Group Anagrams medium

Problem Statement

Given an array of strings strs, group the anagrams together. You can return the answer in any order.

An Anagram is a word or phrase formed by rearranging the letters of a different word or phrase, typically using all the original letters exactly once.

Example 1

Input: strs = ["eat","tea","tan","ate","nat","bat"] Output: [["bat"],["nat","tan"],["ate","eat","tea"]]

Example 2

Input: strs = [""] Output: [[""]]

Example 3

Input: strs = ["a"] Output: [["a"]]

Steps

1. Create a dictionary: We'll use a dictionary to store anagrams. The keys will be the sorted version of each string (since anagrams have the same letters, just rearranged), and the values will be lists of strings that share that sorted key.

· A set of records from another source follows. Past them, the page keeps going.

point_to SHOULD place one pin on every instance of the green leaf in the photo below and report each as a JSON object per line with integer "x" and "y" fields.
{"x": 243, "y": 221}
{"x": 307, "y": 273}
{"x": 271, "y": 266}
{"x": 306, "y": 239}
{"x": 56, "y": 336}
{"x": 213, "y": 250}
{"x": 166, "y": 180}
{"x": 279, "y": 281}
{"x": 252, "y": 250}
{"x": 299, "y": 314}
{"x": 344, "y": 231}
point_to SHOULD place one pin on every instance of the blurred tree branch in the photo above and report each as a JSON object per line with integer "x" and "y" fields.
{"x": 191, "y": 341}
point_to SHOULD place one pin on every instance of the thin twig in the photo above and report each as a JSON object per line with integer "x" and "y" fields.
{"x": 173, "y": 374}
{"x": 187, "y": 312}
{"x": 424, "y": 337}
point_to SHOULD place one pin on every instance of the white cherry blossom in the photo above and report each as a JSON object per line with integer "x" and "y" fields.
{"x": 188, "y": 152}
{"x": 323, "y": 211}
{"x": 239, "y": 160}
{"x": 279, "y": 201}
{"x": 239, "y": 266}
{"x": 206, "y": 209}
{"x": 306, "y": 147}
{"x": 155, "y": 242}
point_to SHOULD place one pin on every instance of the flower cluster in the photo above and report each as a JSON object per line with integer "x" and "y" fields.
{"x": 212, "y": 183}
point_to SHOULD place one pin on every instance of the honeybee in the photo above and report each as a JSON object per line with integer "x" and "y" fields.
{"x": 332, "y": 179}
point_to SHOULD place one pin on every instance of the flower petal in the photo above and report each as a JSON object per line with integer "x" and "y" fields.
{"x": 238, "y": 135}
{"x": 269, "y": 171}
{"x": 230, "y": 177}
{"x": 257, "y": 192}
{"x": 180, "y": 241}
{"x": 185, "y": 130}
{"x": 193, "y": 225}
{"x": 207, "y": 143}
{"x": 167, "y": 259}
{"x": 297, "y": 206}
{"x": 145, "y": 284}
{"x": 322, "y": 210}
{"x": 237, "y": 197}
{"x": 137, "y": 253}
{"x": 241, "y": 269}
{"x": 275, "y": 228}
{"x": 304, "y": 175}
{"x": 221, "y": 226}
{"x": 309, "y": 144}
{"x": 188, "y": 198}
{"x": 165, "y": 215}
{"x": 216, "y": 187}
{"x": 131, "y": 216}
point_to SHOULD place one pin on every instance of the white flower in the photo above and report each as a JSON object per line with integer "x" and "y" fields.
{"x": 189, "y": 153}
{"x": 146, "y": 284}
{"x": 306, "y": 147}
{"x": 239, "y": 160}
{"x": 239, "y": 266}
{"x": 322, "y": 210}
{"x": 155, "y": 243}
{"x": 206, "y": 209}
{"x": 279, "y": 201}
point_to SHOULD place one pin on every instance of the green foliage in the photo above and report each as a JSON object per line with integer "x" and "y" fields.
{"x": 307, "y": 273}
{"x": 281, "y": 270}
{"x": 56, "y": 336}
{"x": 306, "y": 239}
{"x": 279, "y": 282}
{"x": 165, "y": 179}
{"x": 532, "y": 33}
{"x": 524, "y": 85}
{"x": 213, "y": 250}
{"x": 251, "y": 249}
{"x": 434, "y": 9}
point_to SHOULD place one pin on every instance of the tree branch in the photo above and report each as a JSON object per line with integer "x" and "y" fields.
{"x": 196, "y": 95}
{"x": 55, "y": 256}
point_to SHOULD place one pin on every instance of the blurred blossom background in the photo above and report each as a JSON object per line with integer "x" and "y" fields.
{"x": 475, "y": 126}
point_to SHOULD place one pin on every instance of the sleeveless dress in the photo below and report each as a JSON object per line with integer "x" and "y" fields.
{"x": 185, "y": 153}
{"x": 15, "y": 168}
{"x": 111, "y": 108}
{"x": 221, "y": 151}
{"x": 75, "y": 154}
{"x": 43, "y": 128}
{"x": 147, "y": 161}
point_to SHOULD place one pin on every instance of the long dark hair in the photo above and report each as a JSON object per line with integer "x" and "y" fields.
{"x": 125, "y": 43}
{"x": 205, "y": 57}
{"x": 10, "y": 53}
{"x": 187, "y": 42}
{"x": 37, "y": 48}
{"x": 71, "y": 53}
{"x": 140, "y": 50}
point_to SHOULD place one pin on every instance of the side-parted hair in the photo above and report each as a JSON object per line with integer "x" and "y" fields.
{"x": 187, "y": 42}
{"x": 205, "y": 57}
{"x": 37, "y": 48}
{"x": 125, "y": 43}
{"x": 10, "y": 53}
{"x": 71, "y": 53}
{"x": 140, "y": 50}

2. Iterate through the input list: For each string in the input list strs, we:

   • Sort the string alphabetically.
   • Use the sorted string as the key in our dictionary.
   • If the key already exists, append the original string to the list associated with that key.
   • If the key doesn't exist, create a new list with the original string as its only element.

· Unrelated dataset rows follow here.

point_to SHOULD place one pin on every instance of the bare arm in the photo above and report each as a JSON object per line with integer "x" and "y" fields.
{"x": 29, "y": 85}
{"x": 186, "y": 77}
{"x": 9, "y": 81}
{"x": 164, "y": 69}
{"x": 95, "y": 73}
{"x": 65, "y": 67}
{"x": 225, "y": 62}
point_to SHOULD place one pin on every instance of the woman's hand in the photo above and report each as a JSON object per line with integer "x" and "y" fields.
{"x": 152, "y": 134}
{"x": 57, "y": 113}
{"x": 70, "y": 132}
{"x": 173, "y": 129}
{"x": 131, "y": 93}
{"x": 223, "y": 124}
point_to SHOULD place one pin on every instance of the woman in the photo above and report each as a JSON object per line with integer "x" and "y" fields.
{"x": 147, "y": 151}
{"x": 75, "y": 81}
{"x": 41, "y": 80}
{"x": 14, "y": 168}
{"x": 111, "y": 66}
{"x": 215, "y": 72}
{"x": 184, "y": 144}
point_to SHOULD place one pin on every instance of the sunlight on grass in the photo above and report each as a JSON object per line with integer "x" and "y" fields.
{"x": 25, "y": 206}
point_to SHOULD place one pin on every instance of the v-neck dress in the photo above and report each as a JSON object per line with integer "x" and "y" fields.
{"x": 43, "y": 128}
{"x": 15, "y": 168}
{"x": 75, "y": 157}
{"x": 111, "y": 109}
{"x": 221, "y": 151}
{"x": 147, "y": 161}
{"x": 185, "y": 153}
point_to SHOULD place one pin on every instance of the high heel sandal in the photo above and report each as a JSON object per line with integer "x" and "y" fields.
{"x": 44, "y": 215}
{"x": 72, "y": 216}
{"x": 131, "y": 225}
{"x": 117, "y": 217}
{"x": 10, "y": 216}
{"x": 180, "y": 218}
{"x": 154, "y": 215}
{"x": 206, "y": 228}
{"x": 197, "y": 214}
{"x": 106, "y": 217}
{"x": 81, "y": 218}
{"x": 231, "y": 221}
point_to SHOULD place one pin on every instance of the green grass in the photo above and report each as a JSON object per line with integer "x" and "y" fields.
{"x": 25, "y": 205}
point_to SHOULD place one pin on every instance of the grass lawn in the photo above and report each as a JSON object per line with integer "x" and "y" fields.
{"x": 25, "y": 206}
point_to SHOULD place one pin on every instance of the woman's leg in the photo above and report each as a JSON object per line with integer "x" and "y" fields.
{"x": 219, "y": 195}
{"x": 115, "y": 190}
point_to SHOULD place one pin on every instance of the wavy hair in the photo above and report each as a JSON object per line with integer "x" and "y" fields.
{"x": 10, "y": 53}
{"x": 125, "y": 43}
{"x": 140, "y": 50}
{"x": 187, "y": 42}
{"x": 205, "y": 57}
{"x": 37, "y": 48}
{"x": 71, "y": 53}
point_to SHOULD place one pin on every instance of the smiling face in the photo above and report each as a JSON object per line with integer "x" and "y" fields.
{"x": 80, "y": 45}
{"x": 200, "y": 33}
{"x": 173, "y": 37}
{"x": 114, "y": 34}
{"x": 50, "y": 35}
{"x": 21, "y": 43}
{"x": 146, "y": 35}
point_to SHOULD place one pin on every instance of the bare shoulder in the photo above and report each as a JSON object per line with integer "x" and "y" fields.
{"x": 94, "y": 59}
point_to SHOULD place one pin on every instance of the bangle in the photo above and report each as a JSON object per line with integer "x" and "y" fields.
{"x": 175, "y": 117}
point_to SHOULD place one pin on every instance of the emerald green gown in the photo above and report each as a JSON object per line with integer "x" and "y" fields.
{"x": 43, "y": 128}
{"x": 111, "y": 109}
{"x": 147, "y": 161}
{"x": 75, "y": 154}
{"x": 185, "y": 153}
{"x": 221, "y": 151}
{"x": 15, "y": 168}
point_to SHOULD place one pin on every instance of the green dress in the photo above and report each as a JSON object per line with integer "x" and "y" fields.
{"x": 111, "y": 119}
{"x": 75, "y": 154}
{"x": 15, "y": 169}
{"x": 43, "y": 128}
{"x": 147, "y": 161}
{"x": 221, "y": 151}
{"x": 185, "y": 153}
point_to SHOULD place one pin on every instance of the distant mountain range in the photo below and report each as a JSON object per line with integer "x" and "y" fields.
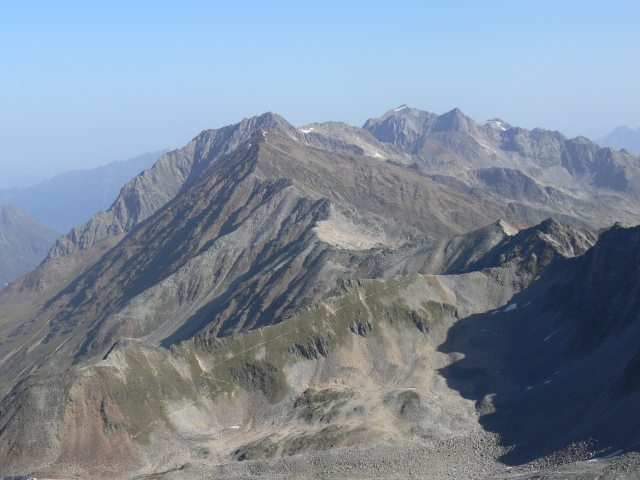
{"x": 337, "y": 301}
{"x": 72, "y": 198}
{"x": 622, "y": 137}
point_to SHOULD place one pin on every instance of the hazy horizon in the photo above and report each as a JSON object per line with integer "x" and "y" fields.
{"x": 85, "y": 85}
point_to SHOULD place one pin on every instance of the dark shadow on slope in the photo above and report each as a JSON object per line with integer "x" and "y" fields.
{"x": 530, "y": 392}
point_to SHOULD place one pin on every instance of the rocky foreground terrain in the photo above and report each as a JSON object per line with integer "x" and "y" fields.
{"x": 425, "y": 296}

3. Extract the values: Finally, we extract the values (the lists of anagrams) from the dictionary. This gives us the desired grouped anagrams.

Explanation

The core idea is to use the sorted version of each string as a unique identifier for its anagram group. Sorting the string allows us to easily identify anagrams because they will have the same sorted form. The dictionary provides an efficient way to group strings based on their sorted representations.

Code

from collections import defaultdict

def groupAnagrams(strs):
    """
    Groups anagrams together.

    Args:
        strs: A list of strings.

    Returns:
        A list of lists, where each inner list contains strings that are anagrams of each other.
    """
    anagram_dict = defaultdict(list)  # Use defaultdict to avoid KeyError exceptions

    for word in strs:
        sorted_word = "".join(sorted(word)) # Sort the string and convert it back to string.
        anagram_dict[sorted_word].append(word)

    return list(anagram_dict.values()) #Return the values (list of anagrams) from the dictionary

Complexity

• Time Complexity: O(M * N * log N), where N is the average length of strings and M is the number of strings. The sorting of each string takes O(N * log N) time, and we do this for M strings.

• Space Complexity: O(M * N) in the worst case. This is because in the worst-case scenario (all strings are anagrams), the dictionary could store all strings, resulting in a space proportional to the total number of characters in all strings. The space usage could be less if there are fewer anagram groups.